Yeah. It won't be a biomarker select population from the point of view of MIV-818 to add to that. We expect MIV-818 to be working independently of any sort of molecular signatures.
Sure. Regarding the combo study as well, I was just curious, I don't know if it's too early for this, but can you maybe provide some of your benchmarks for success? Obviously, the primary is safety and tolerability, but you are going to be looking at observations of responses. What your benchmarks might be that you look to beat?
Well, I think it's important to remember also that we're moving into a patient population where there are actually no benchmarks. Of course, we do internally have thoughts about what we need to reach. Given the approval of atezo bev and the change in the second-line population, there is no really studies yet.
To provide a good benchmark within this patient population.
That in itself is a good answer, too. Thanks for that. Lastly, thanks for bearing with me is can you give a sense of the extent or what you're planning with regard to regulatory discussions, either with the FDA or other regions, obviously, like you said, for Spain and South Korea?
Well, if we take the site that we're planning, we're working right now with our clinical CRO to get those up and running. In terms of regulatory interactions, we will come back and announce those when we do have them.
Great. Thanks for all the information, guys, and bearing with me.
Thanks, Joe.
Thank you. Our next question comes from the line of Richard Ramanius of Redeye. Please go ahead.
Hello. I have one first question concerning the 3+3 setup. How many cohorts did you go through in this study? I noticed in the abstract that you had a dose-limiting toxicity. At which cohort did that occur? Is that something you can handle easily?
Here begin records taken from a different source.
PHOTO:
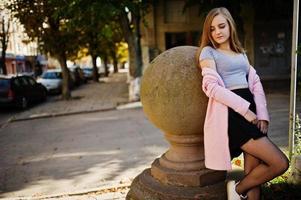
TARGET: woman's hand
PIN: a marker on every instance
(251, 117)
(263, 126)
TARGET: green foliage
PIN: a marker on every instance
(279, 188)
(46, 21)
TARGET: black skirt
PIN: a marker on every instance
(240, 130)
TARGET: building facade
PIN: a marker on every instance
(265, 33)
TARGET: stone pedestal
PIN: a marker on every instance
(173, 100)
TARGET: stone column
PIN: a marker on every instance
(173, 100)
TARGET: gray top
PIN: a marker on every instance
(232, 68)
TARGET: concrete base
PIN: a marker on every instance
(199, 178)
(145, 187)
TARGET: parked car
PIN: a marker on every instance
(78, 75)
(88, 72)
(52, 79)
(20, 91)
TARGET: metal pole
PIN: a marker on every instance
(292, 114)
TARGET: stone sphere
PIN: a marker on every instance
(171, 92)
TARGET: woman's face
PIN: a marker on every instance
(219, 29)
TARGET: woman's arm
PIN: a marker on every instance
(214, 90)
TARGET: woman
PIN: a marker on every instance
(237, 118)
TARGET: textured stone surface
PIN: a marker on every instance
(171, 92)
(173, 100)
(145, 187)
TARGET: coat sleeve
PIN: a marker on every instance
(259, 97)
(212, 89)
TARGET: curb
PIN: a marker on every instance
(92, 191)
(131, 105)
(48, 115)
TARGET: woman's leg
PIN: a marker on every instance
(250, 163)
(274, 163)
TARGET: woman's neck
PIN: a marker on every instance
(225, 46)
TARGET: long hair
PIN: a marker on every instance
(207, 40)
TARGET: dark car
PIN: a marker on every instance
(20, 91)
(88, 72)
(77, 75)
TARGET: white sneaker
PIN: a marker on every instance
(231, 192)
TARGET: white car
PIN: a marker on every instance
(52, 80)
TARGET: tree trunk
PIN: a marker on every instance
(95, 69)
(2, 63)
(115, 61)
(4, 41)
(105, 60)
(66, 93)
(135, 53)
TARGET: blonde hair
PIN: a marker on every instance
(207, 40)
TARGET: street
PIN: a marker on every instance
(67, 154)
(83, 152)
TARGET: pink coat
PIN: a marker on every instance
(217, 153)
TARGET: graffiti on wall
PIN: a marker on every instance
(274, 47)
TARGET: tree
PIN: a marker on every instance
(47, 21)
(5, 21)
(130, 14)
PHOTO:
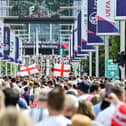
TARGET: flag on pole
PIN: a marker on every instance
(29, 70)
(120, 10)
(106, 24)
(84, 26)
(93, 39)
(17, 50)
(61, 70)
(12, 47)
(1, 39)
(6, 43)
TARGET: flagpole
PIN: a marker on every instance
(37, 45)
(6, 66)
(90, 63)
(122, 45)
(106, 50)
(97, 61)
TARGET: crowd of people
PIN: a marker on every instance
(58, 101)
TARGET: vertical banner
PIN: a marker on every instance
(93, 39)
(6, 43)
(1, 39)
(20, 51)
(84, 21)
(12, 47)
(106, 24)
(120, 10)
(80, 53)
(17, 49)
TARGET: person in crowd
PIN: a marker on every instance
(11, 97)
(105, 116)
(26, 94)
(11, 117)
(71, 89)
(81, 120)
(83, 91)
(40, 112)
(94, 89)
(96, 99)
(71, 105)
(86, 108)
(56, 100)
(2, 98)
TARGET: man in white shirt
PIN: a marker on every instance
(105, 116)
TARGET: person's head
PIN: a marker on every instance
(83, 87)
(2, 100)
(11, 96)
(27, 90)
(119, 116)
(119, 92)
(12, 117)
(94, 89)
(86, 108)
(71, 105)
(81, 120)
(56, 99)
(42, 97)
(96, 99)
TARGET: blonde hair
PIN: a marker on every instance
(12, 117)
(86, 108)
(81, 120)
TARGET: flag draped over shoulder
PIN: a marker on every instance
(62, 70)
(29, 70)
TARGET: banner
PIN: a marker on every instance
(12, 47)
(29, 70)
(6, 43)
(1, 39)
(93, 39)
(17, 49)
(20, 52)
(106, 24)
(84, 21)
(120, 10)
(79, 40)
(61, 70)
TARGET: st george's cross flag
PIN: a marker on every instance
(29, 70)
(61, 70)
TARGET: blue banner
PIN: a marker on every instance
(6, 43)
(17, 49)
(93, 39)
(120, 10)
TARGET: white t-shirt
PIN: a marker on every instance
(104, 117)
(54, 121)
I think as it said in the poster, yes, we did have that dose-limiting toxicity. A rash occurred in a patient in the first cohort in the first three, which necessitated including another three patients at the same dose level following the standard 3+3 design. I think as it says on the poster as well, the Safety Review Committee recommended that in view of the blood count decreases that we'd seen with prolonged therapy, that we try and collect some more data in another cohort of patients and try and get some longer-term data. Which is why we ended up with nine plus one patient who dropped out very early because of disease progression. As I said, the DLT was a rash.
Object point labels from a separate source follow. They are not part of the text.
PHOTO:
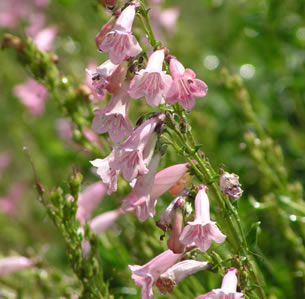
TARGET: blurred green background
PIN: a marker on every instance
(262, 41)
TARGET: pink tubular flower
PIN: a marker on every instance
(228, 288)
(33, 95)
(202, 230)
(13, 264)
(151, 82)
(44, 38)
(113, 119)
(102, 222)
(119, 42)
(169, 279)
(100, 77)
(131, 157)
(89, 199)
(139, 197)
(185, 87)
(145, 276)
(167, 178)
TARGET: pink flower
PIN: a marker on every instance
(102, 222)
(167, 178)
(119, 42)
(169, 279)
(101, 76)
(228, 288)
(151, 82)
(131, 157)
(202, 230)
(145, 276)
(33, 95)
(113, 119)
(44, 39)
(89, 199)
(139, 198)
(185, 87)
(13, 264)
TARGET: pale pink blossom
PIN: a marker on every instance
(129, 158)
(44, 38)
(167, 178)
(139, 198)
(228, 288)
(119, 42)
(151, 82)
(169, 279)
(106, 172)
(33, 95)
(101, 76)
(113, 118)
(202, 230)
(89, 199)
(185, 87)
(104, 221)
(13, 264)
(145, 276)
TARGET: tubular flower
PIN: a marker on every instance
(101, 77)
(102, 222)
(151, 82)
(228, 288)
(13, 264)
(119, 42)
(139, 198)
(145, 276)
(113, 119)
(89, 199)
(167, 178)
(185, 87)
(169, 279)
(129, 157)
(202, 230)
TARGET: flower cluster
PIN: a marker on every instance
(137, 153)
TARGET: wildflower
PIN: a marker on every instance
(113, 119)
(102, 222)
(202, 230)
(13, 264)
(228, 288)
(173, 242)
(101, 76)
(131, 157)
(89, 199)
(33, 95)
(169, 279)
(140, 198)
(168, 215)
(119, 42)
(145, 276)
(185, 87)
(151, 82)
(167, 178)
(229, 185)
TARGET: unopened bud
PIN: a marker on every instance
(229, 185)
Again, it's one of those that resolved quickly, but it did cover more than about 30, 40% of the body, as I recall, and therefore was counted as a grade 3 and therefore a DLT.
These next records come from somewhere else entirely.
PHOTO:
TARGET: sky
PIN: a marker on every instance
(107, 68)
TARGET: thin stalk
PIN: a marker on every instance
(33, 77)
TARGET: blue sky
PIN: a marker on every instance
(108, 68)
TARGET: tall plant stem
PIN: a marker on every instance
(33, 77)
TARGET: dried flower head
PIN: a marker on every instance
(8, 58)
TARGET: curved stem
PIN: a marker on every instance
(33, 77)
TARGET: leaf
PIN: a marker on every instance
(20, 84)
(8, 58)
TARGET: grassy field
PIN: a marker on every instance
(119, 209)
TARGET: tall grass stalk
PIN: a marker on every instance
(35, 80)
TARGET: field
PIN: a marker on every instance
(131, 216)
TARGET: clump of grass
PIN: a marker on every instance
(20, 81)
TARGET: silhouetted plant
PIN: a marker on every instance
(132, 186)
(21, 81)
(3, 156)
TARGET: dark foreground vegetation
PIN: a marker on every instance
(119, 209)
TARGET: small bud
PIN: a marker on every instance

Okay. Did you measure serum levels of the metabolite? Did you find any variation in serum levels and any correlation between serum levels and toxicity?
I think we can say that we do measure both in plasma and in tumor biopsies. There's first of all, too few patients really to make any correlations. So far, we have not seen any correlation between the exposure and the DLT, for instance.
It's I think too early to say. We will gather more safety data in the upcoming combination study, and we will see.
Yeah. No correlation, but the data are limited at the moment. I think it's just as Fredrik said, too early to draw any firm conclusions on that.
The last question, did you find any also correlation between the histology samples and the response in patients? For example, did you notice anything in the patients that had a metastasis if the histology samples looked different as they responded and did not respond as well?
That's a great question, and this is something that we're working on to try to determine if we can identify factors that predict response or resistance for that matter as well. We're looking at these correlations, but we don't have any data to share today.
Okay. Thank you. Those were all my questions.
Thank you.
Thank you. Once again, if there are any further questions, please dial 01 on your telephone keypads now. As there are no further questions coming through, I'll hand back to our speakers for the closing comments.
Thank you, operator, and thank you all for participating in this webcast regarding new data from the phase I-B monotherapy study with MIV-818. We're really looking forward to the remaining part of this year and especially our plan to start our combination study with MIV-818. Thank you all.